Lastly, all the human interaction functionality for the platform lives in the unified Orchestra UI. Although generalized commodity workflows are a critical piece of platform-style technology, you can’t ever get away from the fact that plenty of real day-to-day on-the-ground lab is highly opinionated; specific to the experiment at hand. People need a platform that actually helps them do their job. We have built GUIs for over 30 types of on-the-ground workflows; and more are built everyday.
Our discovery techniques make heavy use of images. Images are complex and bulky, and difficult for individuals to store, move and analyze. Perhaps our most important (and dare I say, impressive) module is a flexible and highly performant image exploration and annotation service we call Honeydew, built to facilitate rapid access to terabytes of high-resolution 2D, 3D, 4D & 5D microscopy images and videos. This feature set includes browser-based viewing, pyramid zooming, annotation and labeling, scrubbing, histogram manipulation, in-situ metadata and much more. And to make it truly collaborative, all Orchestra UI states are permanent and shareable across the organization.

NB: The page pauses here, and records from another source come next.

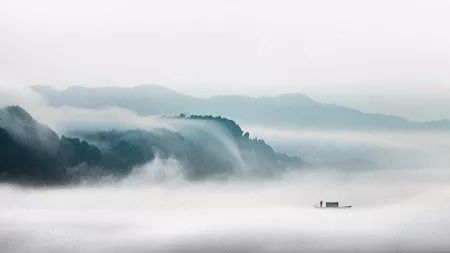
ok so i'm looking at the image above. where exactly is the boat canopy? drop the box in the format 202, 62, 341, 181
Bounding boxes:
325, 202, 339, 207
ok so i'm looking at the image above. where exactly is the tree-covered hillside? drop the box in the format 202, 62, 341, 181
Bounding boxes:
0, 106, 302, 185
0, 106, 101, 184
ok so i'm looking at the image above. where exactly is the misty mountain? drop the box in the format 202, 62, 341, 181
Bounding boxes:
0, 106, 101, 184
0, 106, 301, 185
73, 114, 302, 180
32, 85, 197, 115
32, 85, 450, 130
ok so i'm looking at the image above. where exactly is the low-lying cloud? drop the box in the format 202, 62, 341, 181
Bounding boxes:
1, 167, 450, 253
1, 125, 450, 252
248, 126, 450, 171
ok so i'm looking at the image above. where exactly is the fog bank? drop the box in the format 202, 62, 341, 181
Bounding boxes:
247, 126, 450, 171
1, 167, 450, 252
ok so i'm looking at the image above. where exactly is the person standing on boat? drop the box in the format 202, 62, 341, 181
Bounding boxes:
319, 200, 323, 207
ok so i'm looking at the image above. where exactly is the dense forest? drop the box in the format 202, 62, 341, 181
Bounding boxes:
0, 106, 101, 184
0, 106, 302, 185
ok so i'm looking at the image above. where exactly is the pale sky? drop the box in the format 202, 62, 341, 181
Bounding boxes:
1, 0, 449, 120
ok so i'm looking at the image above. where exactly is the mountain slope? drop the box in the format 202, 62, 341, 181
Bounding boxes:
0, 106, 301, 184
32, 85, 450, 130
32, 85, 198, 115
0, 106, 101, 184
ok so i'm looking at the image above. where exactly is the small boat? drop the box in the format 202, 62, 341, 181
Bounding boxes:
314, 201, 352, 209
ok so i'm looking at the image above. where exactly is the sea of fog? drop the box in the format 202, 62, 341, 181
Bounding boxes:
2, 128, 450, 252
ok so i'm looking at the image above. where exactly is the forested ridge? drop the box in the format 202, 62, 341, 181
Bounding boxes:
0, 106, 302, 185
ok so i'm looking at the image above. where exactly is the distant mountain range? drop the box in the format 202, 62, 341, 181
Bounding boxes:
0, 106, 301, 185
32, 85, 450, 130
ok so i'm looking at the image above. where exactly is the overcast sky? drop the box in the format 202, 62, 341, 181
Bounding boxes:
1, 0, 449, 120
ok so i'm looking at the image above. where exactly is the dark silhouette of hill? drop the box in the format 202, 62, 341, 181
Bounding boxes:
178, 114, 301, 173
78, 114, 302, 180
32, 85, 450, 130
0, 106, 301, 184
0, 106, 101, 184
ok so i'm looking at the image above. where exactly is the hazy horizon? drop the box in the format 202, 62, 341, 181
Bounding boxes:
2, 0, 450, 120
2, 84, 450, 122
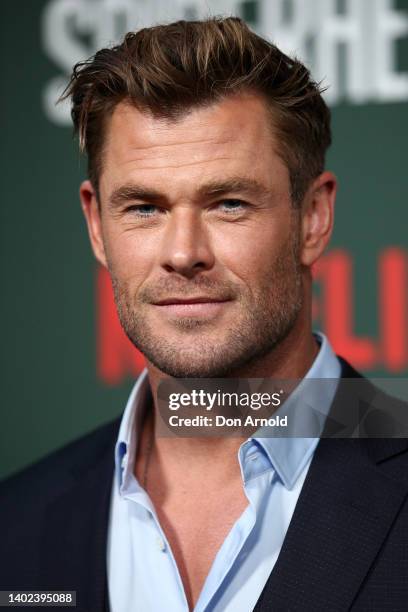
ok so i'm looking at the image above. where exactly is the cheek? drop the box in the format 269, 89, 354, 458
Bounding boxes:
102, 226, 159, 286
213, 221, 290, 284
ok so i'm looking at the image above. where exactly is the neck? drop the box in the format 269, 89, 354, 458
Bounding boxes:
137, 311, 318, 479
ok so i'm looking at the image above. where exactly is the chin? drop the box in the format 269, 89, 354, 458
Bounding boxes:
147, 355, 227, 378
144, 342, 257, 378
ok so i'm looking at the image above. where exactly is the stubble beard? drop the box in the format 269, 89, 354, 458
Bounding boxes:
109, 232, 303, 378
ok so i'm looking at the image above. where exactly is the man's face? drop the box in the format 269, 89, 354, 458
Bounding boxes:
87, 93, 307, 377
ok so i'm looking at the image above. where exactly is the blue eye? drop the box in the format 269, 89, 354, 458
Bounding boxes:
128, 204, 158, 216
218, 199, 246, 213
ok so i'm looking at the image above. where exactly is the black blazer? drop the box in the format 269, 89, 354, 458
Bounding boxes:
1, 358, 408, 612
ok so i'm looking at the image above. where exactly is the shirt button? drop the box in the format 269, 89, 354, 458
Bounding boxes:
156, 536, 166, 552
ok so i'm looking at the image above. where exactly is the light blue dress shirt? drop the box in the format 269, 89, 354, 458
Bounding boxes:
107, 332, 341, 612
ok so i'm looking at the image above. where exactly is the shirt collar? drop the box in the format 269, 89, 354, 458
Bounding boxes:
115, 369, 152, 489
115, 331, 341, 491
253, 331, 341, 489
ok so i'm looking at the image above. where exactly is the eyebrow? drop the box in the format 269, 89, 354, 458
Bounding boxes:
197, 178, 271, 199
108, 185, 164, 208
108, 177, 272, 209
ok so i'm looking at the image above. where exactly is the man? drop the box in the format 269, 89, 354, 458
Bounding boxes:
1, 16, 407, 612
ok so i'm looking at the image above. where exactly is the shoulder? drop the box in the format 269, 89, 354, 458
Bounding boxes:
0, 417, 121, 516
328, 356, 408, 465
336, 355, 407, 415
0, 418, 121, 590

But what does it really DO?
The core functionality of Orchestra is quite general. It is an enterprise-strength data generation, management, and analysis platform. It enables rapid development of analytical pipelines, data exploration, and rapid production of insights. It is particularly suited for complex datasets and deployment of machine learning systems.

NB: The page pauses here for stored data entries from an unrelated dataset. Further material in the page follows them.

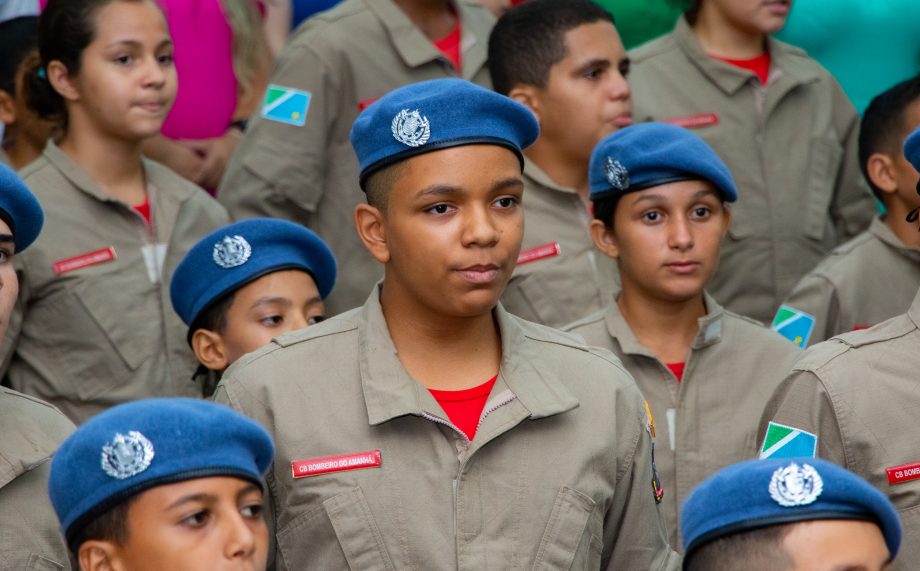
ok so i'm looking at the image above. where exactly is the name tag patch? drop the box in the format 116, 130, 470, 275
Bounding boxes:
887, 462, 920, 485
292, 450, 382, 479
517, 242, 560, 266
54, 247, 117, 275
662, 113, 719, 129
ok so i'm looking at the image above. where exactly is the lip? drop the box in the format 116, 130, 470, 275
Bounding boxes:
135, 101, 166, 113
455, 264, 500, 285
664, 261, 701, 275
763, 0, 789, 15
612, 113, 633, 128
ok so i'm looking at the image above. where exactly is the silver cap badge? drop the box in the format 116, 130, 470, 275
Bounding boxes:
391, 109, 431, 147
101, 431, 155, 480
769, 462, 823, 507
605, 157, 629, 191
213, 235, 252, 269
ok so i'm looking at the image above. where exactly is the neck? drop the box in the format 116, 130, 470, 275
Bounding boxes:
692, 11, 766, 59
617, 283, 706, 363
393, 0, 456, 42
2, 132, 44, 171
524, 145, 589, 198
883, 202, 920, 249
380, 279, 502, 391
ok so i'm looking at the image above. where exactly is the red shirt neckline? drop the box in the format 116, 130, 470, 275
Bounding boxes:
433, 20, 462, 72
711, 51, 771, 85
429, 375, 498, 440
666, 362, 686, 383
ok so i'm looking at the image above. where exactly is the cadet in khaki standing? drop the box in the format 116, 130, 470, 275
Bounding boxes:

But we’re a science company. So on top of Orchestra we built out a suite of functionality modules specific to our scientific process. We built dozens of ML pipelines deployed in production used to detect signals in high-dimensional data, such as transcriptomic data, neural activity, IHC, neurite density, microglia morphology, live-cell activity, phagocytosis, spine density (just to name a few), and more. Here are just a sample of the modules that we built, and rely on virtually every day:
So, what’s next?
We may have over-engineered a one-customer product. The consequence is that our scientists are the happiest scientists we know, because the software has disappeared for them– they live in the data. They can achieve a flow state, and they know they can always recreate their analyses, and never lose data. We have rescued them from a hell of spreadsheets and shared folders. Our data scientists rapidly develop new analysis pipelines without writing file i/o code or thinking about infrastructure issues. But our joy seems almost… selfish.

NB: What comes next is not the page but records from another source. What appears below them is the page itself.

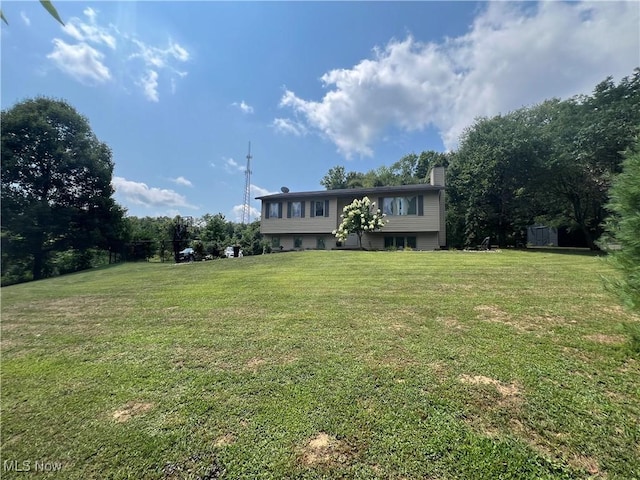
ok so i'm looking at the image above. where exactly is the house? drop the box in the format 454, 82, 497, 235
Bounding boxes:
256, 167, 446, 251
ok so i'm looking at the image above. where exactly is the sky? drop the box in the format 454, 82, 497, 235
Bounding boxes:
2, 1, 639, 221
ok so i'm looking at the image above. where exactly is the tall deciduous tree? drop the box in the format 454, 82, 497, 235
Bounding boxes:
447, 70, 639, 249
447, 109, 549, 247
1, 97, 123, 280
540, 70, 640, 249
320, 166, 348, 190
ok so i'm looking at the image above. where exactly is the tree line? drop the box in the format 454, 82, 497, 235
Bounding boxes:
123, 215, 264, 263
321, 70, 640, 251
1, 97, 265, 286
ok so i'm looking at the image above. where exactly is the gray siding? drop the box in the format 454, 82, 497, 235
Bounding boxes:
364, 232, 440, 250
438, 190, 446, 247
262, 198, 338, 235
264, 234, 335, 250
258, 171, 445, 250
335, 191, 441, 232
382, 191, 441, 232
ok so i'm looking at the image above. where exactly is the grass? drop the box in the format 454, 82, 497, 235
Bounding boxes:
1, 250, 639, 479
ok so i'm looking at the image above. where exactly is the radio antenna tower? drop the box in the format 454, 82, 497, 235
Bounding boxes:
241, 142, 252, 224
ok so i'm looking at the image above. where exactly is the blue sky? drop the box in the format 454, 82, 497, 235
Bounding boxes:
2, 1, 638, 221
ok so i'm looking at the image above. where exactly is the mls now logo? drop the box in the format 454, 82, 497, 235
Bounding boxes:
3, 460, 63, 473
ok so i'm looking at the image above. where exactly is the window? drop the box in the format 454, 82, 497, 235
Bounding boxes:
292, 202, 302, 218
294, 237, 303, 248
384, 236, 394, 248
271, 236, 280, 249
287, 201, 305, 218
316, 237, 325, 249
385, 236, 417, 249
382, 196, 417, 216
311, 200, 330, 217
267, 202, 282, 219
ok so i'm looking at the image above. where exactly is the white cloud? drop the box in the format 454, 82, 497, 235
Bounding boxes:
222, 157, 246, 174
129, 39, 190, 100
47, 8, 190, 102
47, 39, 111, 85
62, 7, 116, 49
232, 100, 254, 114
130, 38, 190, 68
277, 1, 640, 156
171, 176, 193, 187
231, 204, 262, 223
250, 184, 279, 198
139, 70, 159, 102
272, 117, 308, 137
20, 11, 31, 26
168, 41, 189, 62
112, 176, 197, 209
233, 185, 281, 222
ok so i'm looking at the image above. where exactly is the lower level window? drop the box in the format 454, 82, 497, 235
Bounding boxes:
385, 236, 417, 249
271, 237, 280, 248
294, 237, 303, 248
316, 237, 325, 249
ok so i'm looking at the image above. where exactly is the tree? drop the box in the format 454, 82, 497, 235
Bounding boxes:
600, 142, 640, 311
320, 166, 348, 190
539, 71, 640, 249
447, 109, 548, 247
446, 70, 639, 249
332, 197, 387, 249
1, 97, 123, 280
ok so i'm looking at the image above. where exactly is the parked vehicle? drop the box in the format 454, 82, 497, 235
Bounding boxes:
224, 246, 243, 258
178, 247, 195, 262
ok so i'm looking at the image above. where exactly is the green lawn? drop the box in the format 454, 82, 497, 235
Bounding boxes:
1, 250, 638, 479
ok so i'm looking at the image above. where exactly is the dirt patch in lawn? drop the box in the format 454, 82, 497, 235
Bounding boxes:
459, 375, 521, 398
474, 305, 526, 332
298, 432, 356, 467
245, 357, 266, 369
438, 316, 467, 331
474, 305, 572, 333
112, 401, 153, 423
509, 420, 603, 477
214, 433, 235, 447
569, 454, 601, 476
163, 454, 225, 479
584, 334, 627, 345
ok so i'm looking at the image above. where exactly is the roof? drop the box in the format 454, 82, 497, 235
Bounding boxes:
255, 183, 444, 201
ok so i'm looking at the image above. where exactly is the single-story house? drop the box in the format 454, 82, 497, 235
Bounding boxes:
256, 167, 446, 251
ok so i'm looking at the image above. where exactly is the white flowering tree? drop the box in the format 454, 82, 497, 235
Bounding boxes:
332, 196, 387, 249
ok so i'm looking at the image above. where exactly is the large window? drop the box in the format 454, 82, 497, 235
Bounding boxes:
316, 237, 326, 249
382, 196, 417, 216
311, 200, 330, 217
267, 202, 282, 219
287, 201, 305, 218
294, 237, 303, 248
385, 236, 417, 249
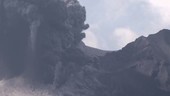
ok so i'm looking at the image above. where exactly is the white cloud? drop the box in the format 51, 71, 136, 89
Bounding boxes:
83, 31, 98, 48
111, 28, 138, 49
102, 0, 127, 20
79, 0, 170, 50
149, 0, 170, 25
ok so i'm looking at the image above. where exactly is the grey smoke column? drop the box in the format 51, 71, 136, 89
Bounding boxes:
0, 0, 89, 83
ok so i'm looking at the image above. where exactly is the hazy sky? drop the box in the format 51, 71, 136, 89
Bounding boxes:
79, 0, 170, 50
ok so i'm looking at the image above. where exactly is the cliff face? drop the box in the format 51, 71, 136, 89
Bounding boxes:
99, 30, 170, 96
0, 0, 170, 96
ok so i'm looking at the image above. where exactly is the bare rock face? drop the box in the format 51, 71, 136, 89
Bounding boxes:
100, 29, 170, 96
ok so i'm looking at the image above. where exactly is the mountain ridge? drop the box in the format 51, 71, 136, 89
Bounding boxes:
100, 29, 170, 93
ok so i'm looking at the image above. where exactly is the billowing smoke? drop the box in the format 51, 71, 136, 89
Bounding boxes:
0, 0, 90, 95
0, 77, 54, 96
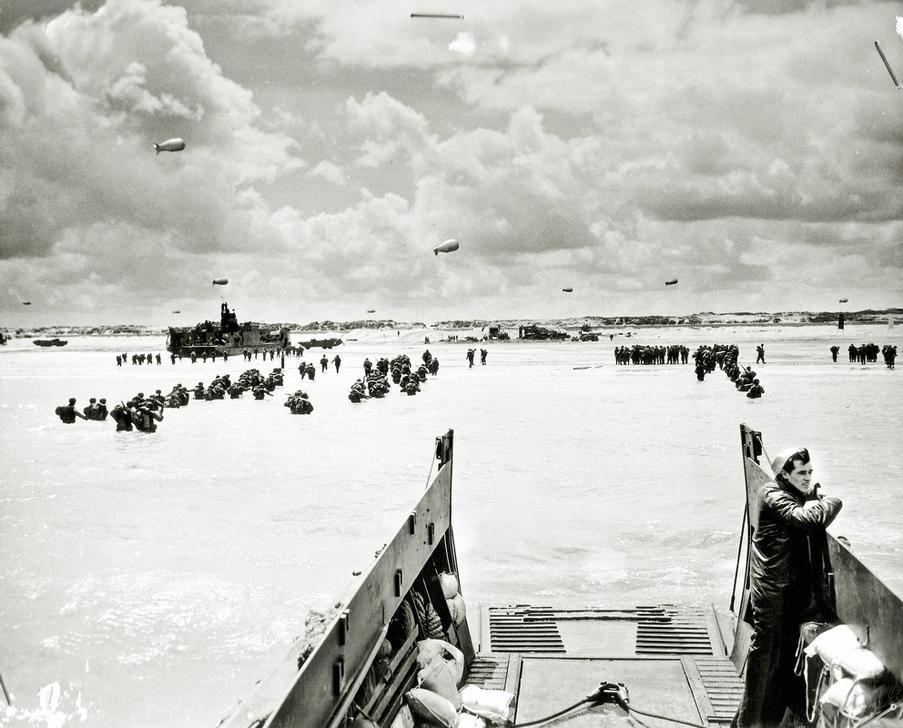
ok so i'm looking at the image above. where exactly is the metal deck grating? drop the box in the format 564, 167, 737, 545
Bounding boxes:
487, 606, 566, 653
693, 657, 745, 724
464, 654, 515, 691
635, 606, 714, 656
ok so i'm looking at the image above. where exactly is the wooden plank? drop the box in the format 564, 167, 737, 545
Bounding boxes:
681, 657, 717, 725
373, 652, 419, 723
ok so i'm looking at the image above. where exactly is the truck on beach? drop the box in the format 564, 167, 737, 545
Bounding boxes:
166, 303, 289, 358
218, 426, 902, 728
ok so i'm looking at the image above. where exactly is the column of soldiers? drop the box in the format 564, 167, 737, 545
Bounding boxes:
58, 367, 286, 431
831, 343, 897, 368
349, 351, 440, 402
115, 353, 163, 366
692, 344, 765, 399
614, 345, 690, 365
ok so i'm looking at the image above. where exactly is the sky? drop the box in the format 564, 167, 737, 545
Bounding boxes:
0, 0, 901, 326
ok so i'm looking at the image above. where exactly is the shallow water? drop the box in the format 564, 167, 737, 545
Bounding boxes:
1, 323, 901, 727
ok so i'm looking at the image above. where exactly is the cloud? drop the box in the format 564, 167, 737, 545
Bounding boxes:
3, 0, 902, 322
308, 160, 347, 186
448, 32, 476, 56
0, 0, 305, 266
345, 91, 434, 168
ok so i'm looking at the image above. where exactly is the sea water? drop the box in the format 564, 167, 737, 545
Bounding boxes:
1, 324, 901, 727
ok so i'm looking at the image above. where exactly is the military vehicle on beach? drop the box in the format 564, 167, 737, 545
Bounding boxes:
166, 303, 290, 357
297, 337, 344, 350
519, 324, 569, 340
219, 426, 902, 728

We aren’t the only team out there with our needs — we know this from the oohs and aahs when people visit our labs and see Orchestra on the touchscreens. There is a life sciences enterprise software product category here, and there is investment capital flowing into the space. We’d love to share our software with the world; but there is major activation energy needed to adopt an extensive platform like ours for those already operating in a legacy environment. We don’t know how easy this will be to deploy in a big, global pharma company, obsoleting the old spreadsheets and SAP databases. We’d like to try deploying it with an intrepid partner. Or maybe we just keep it to ourselves — a jet-powered science software platform with one very happy customer.